Santo André, 20 de agosto de 2042
No distante agosto de vinte e dois, nos primeiros dias do meu regresso ao Brasil, encontrei uma São Paulo enregelada. Enquanto tempestades assolavam o Sul, o paulistano tremia de frio e de… medo. Os noticiários eram reflexo do terror instalado no quotidiano:
“Cinco pessoas morriam a cada hora, em brigas de trânsito. Homem mata esposa e filho, incendeia a casa e esfaqueia-se para despistar as autoridades. Policial mata mãe, irmão, esposa e três filhos. Além dos parentes, matou outras duas pessoas a tiros na rua da cidade.”
Nesse distante agosto, o boato de um suposto ataque numa escola estadual mobilizava a Polícia Militar. Uma denúncia surgira nas redes sociais. No Instagram, um aluno vítima de bullying prometia vingar-se dos colegas:
“O bullying da escola vai acabar.
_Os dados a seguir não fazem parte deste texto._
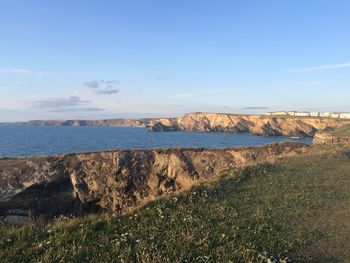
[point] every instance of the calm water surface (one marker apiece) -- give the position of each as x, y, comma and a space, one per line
43, 140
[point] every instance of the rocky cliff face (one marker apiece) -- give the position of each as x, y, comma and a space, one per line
116, 180
108, 122
255, 124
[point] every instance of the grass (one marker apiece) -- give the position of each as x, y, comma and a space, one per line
297, 210
342, 131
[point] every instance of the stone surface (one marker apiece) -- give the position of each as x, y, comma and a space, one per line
117, 180
255, 124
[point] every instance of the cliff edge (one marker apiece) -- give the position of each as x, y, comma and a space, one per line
255, 124
117, 180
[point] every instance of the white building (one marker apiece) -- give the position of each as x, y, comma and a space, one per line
344, 115
302, 114
325, 114
335, 115
280, 113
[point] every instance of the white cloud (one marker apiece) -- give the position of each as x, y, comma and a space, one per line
324, 67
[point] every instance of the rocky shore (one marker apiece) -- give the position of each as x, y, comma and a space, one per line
119, 180
256, 124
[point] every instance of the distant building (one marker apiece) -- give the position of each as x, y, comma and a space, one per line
325, 114
302, 114
344, 115
280, 113
334, 115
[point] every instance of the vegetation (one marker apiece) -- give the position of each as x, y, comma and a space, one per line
342, 131
295, 210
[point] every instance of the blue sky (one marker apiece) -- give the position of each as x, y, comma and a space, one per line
104, 59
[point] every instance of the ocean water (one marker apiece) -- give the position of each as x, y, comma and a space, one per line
44, 140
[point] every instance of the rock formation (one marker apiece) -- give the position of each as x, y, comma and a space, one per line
255, 124
116, 180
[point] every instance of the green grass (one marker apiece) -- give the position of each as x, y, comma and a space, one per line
298, 209
343, 131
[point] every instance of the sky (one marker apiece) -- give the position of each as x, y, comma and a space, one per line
89, 59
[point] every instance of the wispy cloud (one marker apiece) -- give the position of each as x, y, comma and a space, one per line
103, 87
184, 95
21, 71
107, 91
161, 77
77, 110
59, 102
291, 84
323, 67
255, 108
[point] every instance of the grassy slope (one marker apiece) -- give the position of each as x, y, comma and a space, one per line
298, 208
342, 131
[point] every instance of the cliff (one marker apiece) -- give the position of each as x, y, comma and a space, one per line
339, 135
108, 122
117, 180
255, 124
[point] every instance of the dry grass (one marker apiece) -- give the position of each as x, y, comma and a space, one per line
297, 209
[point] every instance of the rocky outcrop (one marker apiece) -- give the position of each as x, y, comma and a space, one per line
108, 122
329, 138
116, 180
255, 124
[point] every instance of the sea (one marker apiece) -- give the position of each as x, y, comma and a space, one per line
46, 140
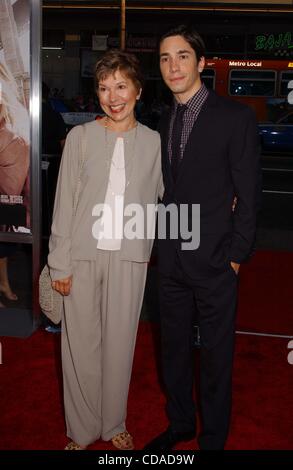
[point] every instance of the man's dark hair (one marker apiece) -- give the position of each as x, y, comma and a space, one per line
190, 35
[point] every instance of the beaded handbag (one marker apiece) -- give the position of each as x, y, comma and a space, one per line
51, 301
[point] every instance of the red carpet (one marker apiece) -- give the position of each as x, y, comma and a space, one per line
31, 407
265, 294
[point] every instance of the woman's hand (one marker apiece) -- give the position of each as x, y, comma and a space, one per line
63, 286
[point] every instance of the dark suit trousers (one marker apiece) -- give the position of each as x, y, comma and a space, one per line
215, 301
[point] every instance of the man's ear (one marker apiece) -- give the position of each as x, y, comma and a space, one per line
139, 94
201, 64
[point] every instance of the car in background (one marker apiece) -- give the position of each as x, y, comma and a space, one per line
277, 136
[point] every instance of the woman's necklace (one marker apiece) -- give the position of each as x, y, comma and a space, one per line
110, 158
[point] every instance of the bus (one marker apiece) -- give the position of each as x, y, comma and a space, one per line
266, 86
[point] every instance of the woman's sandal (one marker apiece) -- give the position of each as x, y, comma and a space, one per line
73, 446
123, 441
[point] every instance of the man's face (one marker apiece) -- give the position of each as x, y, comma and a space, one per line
180, 68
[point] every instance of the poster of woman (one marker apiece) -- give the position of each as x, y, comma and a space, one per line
14, 116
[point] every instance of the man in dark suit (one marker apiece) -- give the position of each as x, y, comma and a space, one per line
210, 154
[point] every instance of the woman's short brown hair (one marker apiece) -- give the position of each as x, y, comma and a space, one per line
125, 62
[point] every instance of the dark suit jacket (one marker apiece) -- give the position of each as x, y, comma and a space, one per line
221, 160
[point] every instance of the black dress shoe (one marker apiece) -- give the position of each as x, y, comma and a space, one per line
168, 439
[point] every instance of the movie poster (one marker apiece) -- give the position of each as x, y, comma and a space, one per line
14, 116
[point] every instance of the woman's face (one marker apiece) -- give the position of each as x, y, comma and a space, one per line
118, 94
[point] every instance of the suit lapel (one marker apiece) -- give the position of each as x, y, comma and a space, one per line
164, 132
197, 134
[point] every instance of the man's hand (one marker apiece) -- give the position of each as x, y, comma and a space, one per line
235, 266
63, 286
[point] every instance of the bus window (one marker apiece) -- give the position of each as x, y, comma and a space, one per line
285, 79
252, 83
208, 78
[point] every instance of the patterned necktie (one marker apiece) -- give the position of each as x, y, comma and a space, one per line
176, 140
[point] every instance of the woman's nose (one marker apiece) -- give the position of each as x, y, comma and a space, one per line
112, 95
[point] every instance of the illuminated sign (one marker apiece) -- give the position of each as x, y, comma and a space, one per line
269, 42
245, 63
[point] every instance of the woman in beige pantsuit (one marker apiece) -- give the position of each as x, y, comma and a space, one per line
96, 260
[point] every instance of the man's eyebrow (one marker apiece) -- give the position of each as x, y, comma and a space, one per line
181, 51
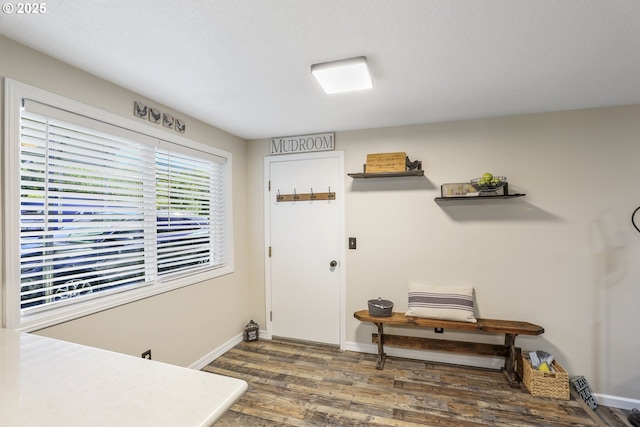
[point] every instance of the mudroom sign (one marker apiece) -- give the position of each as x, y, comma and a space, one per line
303, 144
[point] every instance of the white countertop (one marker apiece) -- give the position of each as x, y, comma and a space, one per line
47, 382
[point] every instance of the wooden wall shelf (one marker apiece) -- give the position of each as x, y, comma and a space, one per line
473, 198
386, 174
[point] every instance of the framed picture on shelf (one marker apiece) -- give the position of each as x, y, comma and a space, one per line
458, 189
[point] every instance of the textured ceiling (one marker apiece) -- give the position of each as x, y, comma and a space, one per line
244, 65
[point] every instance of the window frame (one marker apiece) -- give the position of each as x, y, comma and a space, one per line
13, 317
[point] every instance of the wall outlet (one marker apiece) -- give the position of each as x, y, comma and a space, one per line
352, 243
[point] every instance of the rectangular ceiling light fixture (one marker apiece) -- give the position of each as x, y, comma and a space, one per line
344, 75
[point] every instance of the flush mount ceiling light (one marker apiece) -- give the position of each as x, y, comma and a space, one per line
344, 75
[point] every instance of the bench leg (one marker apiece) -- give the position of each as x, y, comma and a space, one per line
381, 355
510, 361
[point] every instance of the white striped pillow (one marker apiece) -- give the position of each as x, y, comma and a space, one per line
441, 302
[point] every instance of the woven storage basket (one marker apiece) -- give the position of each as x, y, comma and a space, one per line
546, 384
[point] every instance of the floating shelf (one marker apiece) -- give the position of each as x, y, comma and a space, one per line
492, 197
386, 174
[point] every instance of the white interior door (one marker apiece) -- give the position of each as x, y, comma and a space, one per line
305, 239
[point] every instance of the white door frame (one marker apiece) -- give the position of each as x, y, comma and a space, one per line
267, 232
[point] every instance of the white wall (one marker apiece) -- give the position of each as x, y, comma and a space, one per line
182, 326
564, 257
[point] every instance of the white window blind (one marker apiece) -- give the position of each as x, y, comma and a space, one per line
105, 210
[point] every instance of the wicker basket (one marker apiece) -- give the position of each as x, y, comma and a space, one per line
546, 384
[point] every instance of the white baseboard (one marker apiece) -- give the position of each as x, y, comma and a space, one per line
213, 355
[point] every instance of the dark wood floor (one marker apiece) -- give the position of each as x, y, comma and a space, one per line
301, 384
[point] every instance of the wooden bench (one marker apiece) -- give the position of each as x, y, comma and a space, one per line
509, 328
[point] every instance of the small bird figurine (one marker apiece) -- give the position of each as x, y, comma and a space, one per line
416, 164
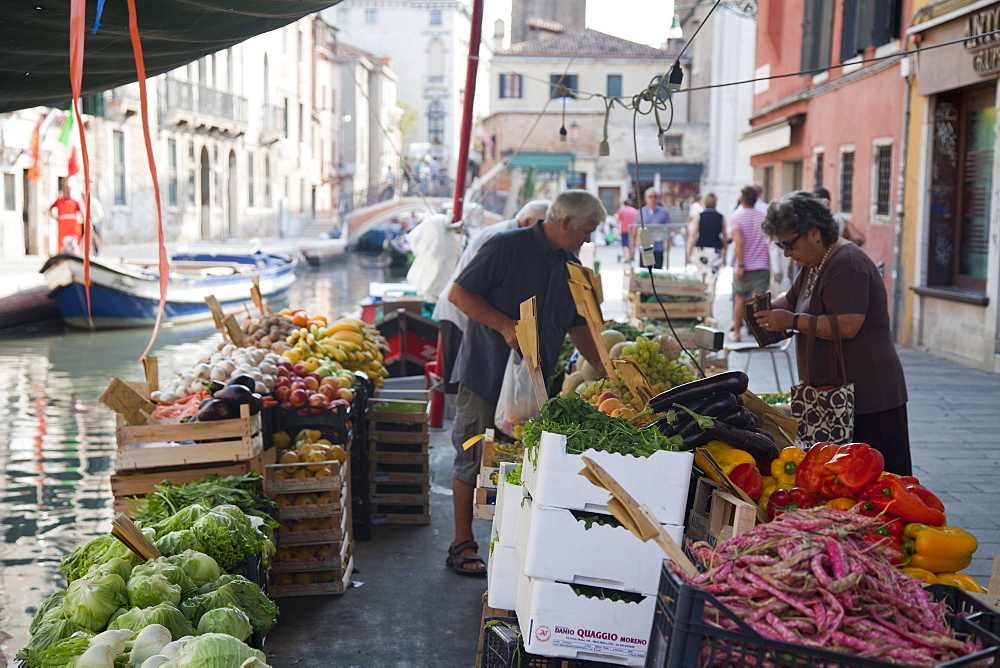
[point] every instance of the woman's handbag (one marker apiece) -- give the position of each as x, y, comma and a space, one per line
825, 414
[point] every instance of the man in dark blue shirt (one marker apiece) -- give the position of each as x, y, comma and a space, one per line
509, 269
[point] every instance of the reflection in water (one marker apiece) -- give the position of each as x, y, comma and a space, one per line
57, 441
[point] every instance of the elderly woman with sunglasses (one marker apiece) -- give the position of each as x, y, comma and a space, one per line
839, 281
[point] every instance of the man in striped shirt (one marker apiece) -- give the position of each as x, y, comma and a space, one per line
752, 268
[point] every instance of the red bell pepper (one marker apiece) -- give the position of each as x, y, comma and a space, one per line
904, 497
748, 478
833, 470
784, 500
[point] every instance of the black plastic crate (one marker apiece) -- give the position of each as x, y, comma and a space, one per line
502, 647
679, 637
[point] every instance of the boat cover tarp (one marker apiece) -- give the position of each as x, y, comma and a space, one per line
34, 40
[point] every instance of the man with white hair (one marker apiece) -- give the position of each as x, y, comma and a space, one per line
510, 268
452, 321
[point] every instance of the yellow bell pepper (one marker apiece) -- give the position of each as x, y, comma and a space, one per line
844, 503
784, 467
921, 574
939, 549
726, 455
962, 581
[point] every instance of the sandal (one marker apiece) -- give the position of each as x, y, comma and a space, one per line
456, 561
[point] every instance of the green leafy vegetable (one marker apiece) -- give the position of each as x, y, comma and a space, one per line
589, 429
226, 620
90, 602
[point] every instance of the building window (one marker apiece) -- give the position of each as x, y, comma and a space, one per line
883, 179
172, 184
961, 183
817, 34
614, 87
267, 181
847, 181
869, 23
9, 203
251, 179
510, 86
118, 152
435, 123
673, 146
562, 85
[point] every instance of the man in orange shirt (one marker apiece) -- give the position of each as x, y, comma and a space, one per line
69, 216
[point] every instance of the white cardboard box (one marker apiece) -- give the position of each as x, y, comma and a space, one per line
660, 481
554, 545
502, 573
507, 508
556, 622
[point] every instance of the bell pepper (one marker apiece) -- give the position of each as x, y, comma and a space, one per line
905, 498
783, 468
726, 455
748, 478
785, 500
833, 470
962, 581
770, 487
921, 574
939, 549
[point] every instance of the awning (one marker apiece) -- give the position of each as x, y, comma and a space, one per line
543, 162
677, 172
769, 137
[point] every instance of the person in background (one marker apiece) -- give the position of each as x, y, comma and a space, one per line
453, 322
509, 269
751, 262
625, 215
69, 219
651, 214
707, 242
839, 281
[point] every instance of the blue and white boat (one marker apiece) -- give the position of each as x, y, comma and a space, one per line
127, 293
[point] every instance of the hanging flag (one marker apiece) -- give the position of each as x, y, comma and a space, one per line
35, 151
67, 129
73, 167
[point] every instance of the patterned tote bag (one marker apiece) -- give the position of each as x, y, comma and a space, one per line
824, 407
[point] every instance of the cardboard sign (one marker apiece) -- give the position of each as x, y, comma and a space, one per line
123, 398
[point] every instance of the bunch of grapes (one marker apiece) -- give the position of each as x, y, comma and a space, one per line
657, 366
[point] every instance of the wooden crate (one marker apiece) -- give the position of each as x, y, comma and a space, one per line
664, 286
635, 307
149, 446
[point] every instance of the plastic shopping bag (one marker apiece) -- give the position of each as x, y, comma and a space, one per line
517, 396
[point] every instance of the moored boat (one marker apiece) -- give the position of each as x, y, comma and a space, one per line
126, 293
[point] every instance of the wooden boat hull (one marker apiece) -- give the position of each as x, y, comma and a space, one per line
124, 295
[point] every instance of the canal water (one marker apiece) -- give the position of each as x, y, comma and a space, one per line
57, 442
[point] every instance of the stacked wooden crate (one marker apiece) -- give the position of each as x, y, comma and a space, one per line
399, 461
149, 454
683, 297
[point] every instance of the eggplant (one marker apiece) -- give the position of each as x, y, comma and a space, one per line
735, 382
243, 379
215, 409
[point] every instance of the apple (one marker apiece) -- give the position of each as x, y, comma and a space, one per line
298, 398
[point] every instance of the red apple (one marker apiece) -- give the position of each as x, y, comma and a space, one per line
298, 398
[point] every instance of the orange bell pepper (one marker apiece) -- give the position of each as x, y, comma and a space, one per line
939, 549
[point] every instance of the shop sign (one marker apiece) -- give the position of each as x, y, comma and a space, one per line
984, 46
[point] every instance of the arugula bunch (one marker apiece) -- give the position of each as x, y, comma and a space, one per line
588, 429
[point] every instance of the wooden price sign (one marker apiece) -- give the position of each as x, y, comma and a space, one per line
527, 338
587, 299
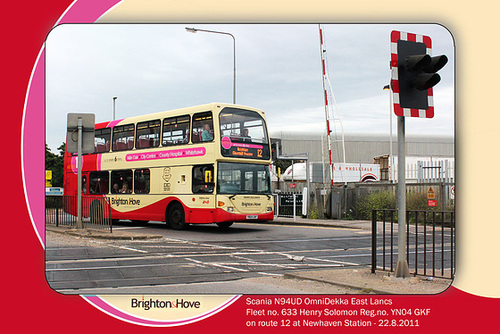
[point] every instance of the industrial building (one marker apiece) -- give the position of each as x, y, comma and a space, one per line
369, 149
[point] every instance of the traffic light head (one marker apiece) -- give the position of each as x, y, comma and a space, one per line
414, 74
417, 73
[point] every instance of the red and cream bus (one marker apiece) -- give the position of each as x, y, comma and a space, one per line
197, 165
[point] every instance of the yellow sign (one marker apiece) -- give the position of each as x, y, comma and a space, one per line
431, 194
48, 178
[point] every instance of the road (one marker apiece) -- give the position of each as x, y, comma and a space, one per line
246, 258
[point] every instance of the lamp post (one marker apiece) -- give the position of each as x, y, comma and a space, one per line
114, 106
194, 30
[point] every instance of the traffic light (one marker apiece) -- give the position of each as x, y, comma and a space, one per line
414, 74
417, 73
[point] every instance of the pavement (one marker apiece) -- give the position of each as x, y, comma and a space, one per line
359, 279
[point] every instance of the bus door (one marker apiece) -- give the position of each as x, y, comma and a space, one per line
203, 201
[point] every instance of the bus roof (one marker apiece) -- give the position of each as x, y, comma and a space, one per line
173, 112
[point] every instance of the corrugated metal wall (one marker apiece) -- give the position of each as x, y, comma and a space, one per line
363, 148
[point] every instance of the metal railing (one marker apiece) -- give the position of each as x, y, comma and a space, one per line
430, 242
62, 211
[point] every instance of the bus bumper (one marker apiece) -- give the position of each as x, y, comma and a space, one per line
221, 216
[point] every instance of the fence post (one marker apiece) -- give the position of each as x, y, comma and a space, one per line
374, 240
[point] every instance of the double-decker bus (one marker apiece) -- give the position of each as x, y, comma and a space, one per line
197, 165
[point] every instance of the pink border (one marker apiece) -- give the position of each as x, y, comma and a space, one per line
33, 135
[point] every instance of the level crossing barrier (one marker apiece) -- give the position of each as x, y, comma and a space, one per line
430, 242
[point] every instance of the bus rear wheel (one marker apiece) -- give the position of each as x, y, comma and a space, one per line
176, 217
224, 225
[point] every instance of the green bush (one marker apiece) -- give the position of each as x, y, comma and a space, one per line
377, 200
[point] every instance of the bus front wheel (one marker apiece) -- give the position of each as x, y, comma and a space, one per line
176, 217
224, 225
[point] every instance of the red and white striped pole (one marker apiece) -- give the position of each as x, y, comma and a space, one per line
327, 114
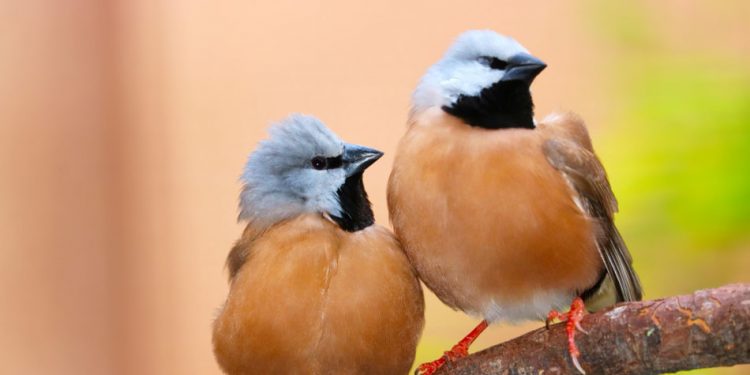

Eu vou entrar e matar.”
Em nota, a secretaria da educação dizia ter “tomado providências”.
Escassa era a distância entre a violência nas ruas e a solidão nas escolas, entre as “providências” da administração escolar e as aulas de “educação para a cidadania”. Escassas eram as escolas cidadãs, mas algumas havia.
O moço já tinha feito cinco anos de “educação para a cidadania”, mas não sabia que ainda estava a começar a tirar o curso de “educação na cidadania”. A “lição” seguinte foi-lhe ministrada por um colega mais antigo na escola, quando contestou uma decisão dos professores:
“Eu não gostei nada de o professor ter feito as equipas. Ainda por cima deu barraca, só houve zaragata e não houve futebol mesmo nenhum.”
Ou quando a Marta, no calor de uma discussão, sem abdicar do exercício de cidadania, manifestou compreensão de que o estatuto de professor é o estatuto de professor e não se confunde com o estatuto de aluno:
“Ó professora, eu acho que já percebi. A senhora já aprendeu isto antes de mim, não foi?”
Não se pense que estas situações de “educação na cidadania” eram exclusivas de uma escola isolada. Havia muitas e excelentes práticas, como prova uma carta de um professor-poeta de nome Carlos, que me atrevo a citar:
“Tudo mudou. As crianças já propõem questões, lançam ideias. Acreditam que a opinião delas também vale. E encontraram objetivos: ajudar meninos com dificuldades, ajudar o professor a resolver os casos de mau comportamento e a preparar reuniões.
Agora, a escola é ainda mais deles. Estes momentos têm-me feito refletir muito sobre o percurso que trilhámos até aqui. Pensar em como a Assembleia, no início, era uma coisa enfadonha. Como alguns se fartavam de abrir a boca! Insisti, por saber que estava no rumo certo. Aos poucos, deixei de ser eu a dirigir as reuniões. Comecei a sentar-me, discretamente, a um canto.
Inicialmente, ia metendo a minha colherada, para que a reunião não descambasse em confusão. Cada vez menos o faço. Hoje, participo como qualquer um dos outros. Os outros são as crianças. Para muitos professores, é difícil conceber que há outros para além de si mesmos.”
Sampa do agosto de vinte dois me desgostava. Noites de ruas desertas, o perigo em cada esquina. Rumei a outros lugares. No brincar com o Manuel, criança bailarina, recuperei energia, para continuar viagem. Na expectativa da chegada do Miguel, o pai Cristiano, calorosamente, me acolheu no seu lar. Calorosamente, porque, para além do calor humano, em sentido literal me obrigou a vestir roupa de inverno, protegendo este velhinho do frio da noite do ABC.
Nos saborosos dias passados em Santo André, encontrei alívio das tensões. Em lenitivas conversas com o Paulo refiz a confiança na humanidade. Desse ser humano extraordinário vos falarei mais adiante.